SIDNEY — Robert Kroeger, of Cincinnati, created 17 Shelby County barn paintings to raise awareness for historic barn preservation in November 2021. He then donated them to the County Wide Historical Alliance as a fundraising opportunity. A 2023 calendar and note cards were created with the images of the paintings.
The Alliance has announced the paintings will be going up for auction online during the month of July.
Diamonds are valuable gems, a good analogy for this superb octagonal barn on the fairgrounds of Shelby County. Round barns, a category that includes true circular and polygonal shapes, are extremely rare and represent a fad of barn building that didn’t last and comprised less than one percent of barns built in that era – from 1875 to about 1930. In Ohio there are only about two dozen remaining.
Though there were a handful of round barns built before 1875, the shape didn’t interest the average farmer, even though the country’s first president, farmer George Washington, built a 16-sided threshing barn in 1793 and the Shakers of western Massachusetts built a true round barn of stone in 1826. Oddly enough, another round barn, this one of orange brick, was built in 1860 in Champaign County. None followed its lead. Farmers figured that rectangular barns were easier and less expensive to build, compared to round ones. They were right. The shape just didn’t catch on.
Then, in 1875, after losing three conventional barns to fire, New York State’s Eliot Stewart built an octagonal barn, which he figured would survive. As the editor of the Buffalo Livestock Journal from 1872 to 1876, he was influential in the agricultural community and by 1884 he claimed there were 30-40 octagonals, mostly in New York but also as far away as Mississippi. However, they still remained less than one percent of all barns built.
The next phase was the circular barn, popularized by Wisconsin’s Professor Franklin King, who built one for his brother in 1890 and published it in many ag journals. This shape did catch on … for about 30 years and was geared for the dairy farmer, who could gather his cows around a central silo, also introduced by King. Still, the average farmer chose the traditional barn and ignored the “self-supporting” roof of the rounds, which proponents claimed to be wind resistant. They weren’t.

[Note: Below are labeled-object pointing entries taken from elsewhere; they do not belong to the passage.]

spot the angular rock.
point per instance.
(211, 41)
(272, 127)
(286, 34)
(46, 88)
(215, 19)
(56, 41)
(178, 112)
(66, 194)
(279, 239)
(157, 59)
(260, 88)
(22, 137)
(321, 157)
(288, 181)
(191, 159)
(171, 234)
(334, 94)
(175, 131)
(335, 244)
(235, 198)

Today the plaque over the barn’s entrance reads, “Community Hall, Community Foundation of Shelby County.” Though it’s still being used, there are rumors of its demise. Now, if you had a diamond ring, you would surely be cautious around a drain, being careful not to let it slip off and then down the drain. Likewise, Shelby County should take great care to preserve this octagonal gem, one of the few of its kind left in Ohio. Indeed, it’s one of the county’s true diamonds.
Paintings on display
The paintings have been on display at various community festivals and will be displayed at the Shelby County Fair at the end of July. The paintings will be located in the Bicentennial Traveling Museum that will be parked next to the Community Foundation Hall. The calendars and sets of 14 note cards will be available for sale for $15 each.
Each painting will be listed by lot number with a description. Opening bids will start at $50 and each subsequent bid will go up by $5. Bids can be made at TroyKies.hibid.com. There will be a total of 19 paintings auctioned off.
The auction will end on Friday, July 29, at 6:30 p.m. The winners of the bids are to pick up their paintings on Saturday, July 30, between 1 and 3 p.m. at the Traveling Museum inside the Shelby County Fairgrounds or arrange a pickup at a future time with the Shelby County Historical Society.